The 2019-20 hockey season was incomplete for most leagues. But even with playoff-less campaigns, we still have a large sample of prospect game play and plenty of evidence of progression. And we can certainly still name a Prospect of the Year based on what we saw throughout the season.

Last season’s Prospect of the Year was defenseman Cale Makar, who followed up one of the more remarkable seasons by a collegiate player in recent memory with a truly stellar rookie season with the Colorado Avalanche. He might soon have a Calder Trophy to put next to his Hobey Baker Award in his trophy case.

Makar was an easy choice for the Prospect of the Year designation a year ago, but so many incredible performances made it a lot closer this time around. So I’m putting a little twist on it this year — in addition to naming the Prospect of the Year, I’m casting a wider net and also picking a 23-player roster to create the 2019-20 All-Prospect team.

But before we reveal the honorees, an important caveat: The Prospect of the Year is in specific reference to the season the player just completed. Stats, individual honors from their respective leagues and progression on their development curve are all considered. This is not necessarily a reflection of a player’s long-term projection, and the Prospect of the Year should not also be considered hockey’s top prospect.

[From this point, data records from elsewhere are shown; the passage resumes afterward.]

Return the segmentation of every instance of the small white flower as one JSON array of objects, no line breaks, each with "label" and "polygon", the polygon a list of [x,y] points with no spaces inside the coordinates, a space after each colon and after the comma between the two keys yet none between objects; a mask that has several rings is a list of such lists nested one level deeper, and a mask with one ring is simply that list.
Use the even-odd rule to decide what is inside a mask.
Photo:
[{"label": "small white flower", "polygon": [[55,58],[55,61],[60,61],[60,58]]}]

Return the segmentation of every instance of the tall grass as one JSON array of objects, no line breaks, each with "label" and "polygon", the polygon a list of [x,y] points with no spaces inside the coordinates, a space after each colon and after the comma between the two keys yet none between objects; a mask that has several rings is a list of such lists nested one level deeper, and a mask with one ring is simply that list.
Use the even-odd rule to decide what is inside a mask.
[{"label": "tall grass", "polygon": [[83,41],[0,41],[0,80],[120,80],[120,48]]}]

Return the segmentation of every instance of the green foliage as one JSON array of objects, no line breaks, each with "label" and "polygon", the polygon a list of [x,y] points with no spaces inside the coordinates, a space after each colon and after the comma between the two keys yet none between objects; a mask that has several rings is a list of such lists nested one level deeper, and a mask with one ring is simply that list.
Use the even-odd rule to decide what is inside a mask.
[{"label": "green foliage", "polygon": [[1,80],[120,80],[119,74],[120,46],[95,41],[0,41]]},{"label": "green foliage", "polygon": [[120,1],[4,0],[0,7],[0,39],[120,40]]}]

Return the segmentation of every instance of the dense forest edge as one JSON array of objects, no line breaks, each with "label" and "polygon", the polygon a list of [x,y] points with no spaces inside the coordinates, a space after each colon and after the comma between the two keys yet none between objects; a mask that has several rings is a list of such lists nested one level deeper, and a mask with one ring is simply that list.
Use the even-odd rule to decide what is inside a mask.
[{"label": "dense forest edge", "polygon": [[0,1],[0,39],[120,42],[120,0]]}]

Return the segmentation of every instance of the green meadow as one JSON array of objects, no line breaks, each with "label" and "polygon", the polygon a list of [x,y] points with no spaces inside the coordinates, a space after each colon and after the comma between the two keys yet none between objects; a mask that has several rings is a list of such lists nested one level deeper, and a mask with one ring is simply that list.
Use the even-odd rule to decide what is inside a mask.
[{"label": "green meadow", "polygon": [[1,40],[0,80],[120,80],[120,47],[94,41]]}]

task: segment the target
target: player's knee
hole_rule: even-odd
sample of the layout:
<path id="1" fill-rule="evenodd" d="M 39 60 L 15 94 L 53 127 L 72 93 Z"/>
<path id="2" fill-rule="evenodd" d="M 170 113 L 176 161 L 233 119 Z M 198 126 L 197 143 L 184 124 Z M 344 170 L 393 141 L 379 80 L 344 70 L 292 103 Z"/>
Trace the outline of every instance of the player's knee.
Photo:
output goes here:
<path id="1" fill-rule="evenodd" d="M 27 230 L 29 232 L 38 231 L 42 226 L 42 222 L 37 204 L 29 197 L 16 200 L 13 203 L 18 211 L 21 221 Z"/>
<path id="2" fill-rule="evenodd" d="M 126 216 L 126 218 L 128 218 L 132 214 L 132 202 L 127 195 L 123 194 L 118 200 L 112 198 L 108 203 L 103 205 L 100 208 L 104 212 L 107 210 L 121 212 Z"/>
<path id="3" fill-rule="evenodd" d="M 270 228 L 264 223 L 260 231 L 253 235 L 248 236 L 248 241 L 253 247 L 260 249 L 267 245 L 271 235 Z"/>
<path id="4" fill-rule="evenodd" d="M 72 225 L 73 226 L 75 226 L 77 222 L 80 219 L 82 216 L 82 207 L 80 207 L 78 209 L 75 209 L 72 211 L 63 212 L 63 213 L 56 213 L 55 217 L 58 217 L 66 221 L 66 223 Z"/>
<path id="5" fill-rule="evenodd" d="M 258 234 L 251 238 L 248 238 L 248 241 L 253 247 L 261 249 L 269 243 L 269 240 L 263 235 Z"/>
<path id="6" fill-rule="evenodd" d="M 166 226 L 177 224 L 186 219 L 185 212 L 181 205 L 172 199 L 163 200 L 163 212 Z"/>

That’s what our top 50 lists are for. This is simply an evaluation of the past 12 months.

Jump to:
Prospect of the Year | Just missed
The All-Prospect team roster

Prospect of the Year: Nicholas Robertson, LW, Peterborough Petes (OHL)

NHL affiliation: Toronto Maple Leafs
Drafted: No. 53 in 2019

There were so many worthy candidates, but there was something special about what the 18-year-old accomplished this season. With 55 goals in just 46 games, Robertson had the highest goals-per-game average (1.19) for a player with at least 50 goals in the OHL since Pat Peake averaged 1.26 goals per game in 1992-93. A full 68-game season at that pace would have put Robertson over 80 goals. Eighty. That’s ridiculous. (Though it’s worth noting Robertson would not have played a full 68-game season, regardless of the canceled season. He dealt with injuries and was with Team USA for World Junior Championship duty.)

One of the youngest players eligible to be drafted last June, Robertson has put himself in a position to already challenge for a spot on the Maple Leafs next season. I had him as my No. 19 prospect in the class entering the 2019 draft, but he slid all the way to No. 53 in the second round. Concerns about his size (5-foot-9, 164 pounds) and skating caused teams to hedge on Robertson. During his 2018-19 season, Robertson had 55 points in 54 games for Peterborough and was a standout for Team USA at the Hlinka-Gretzky Cup.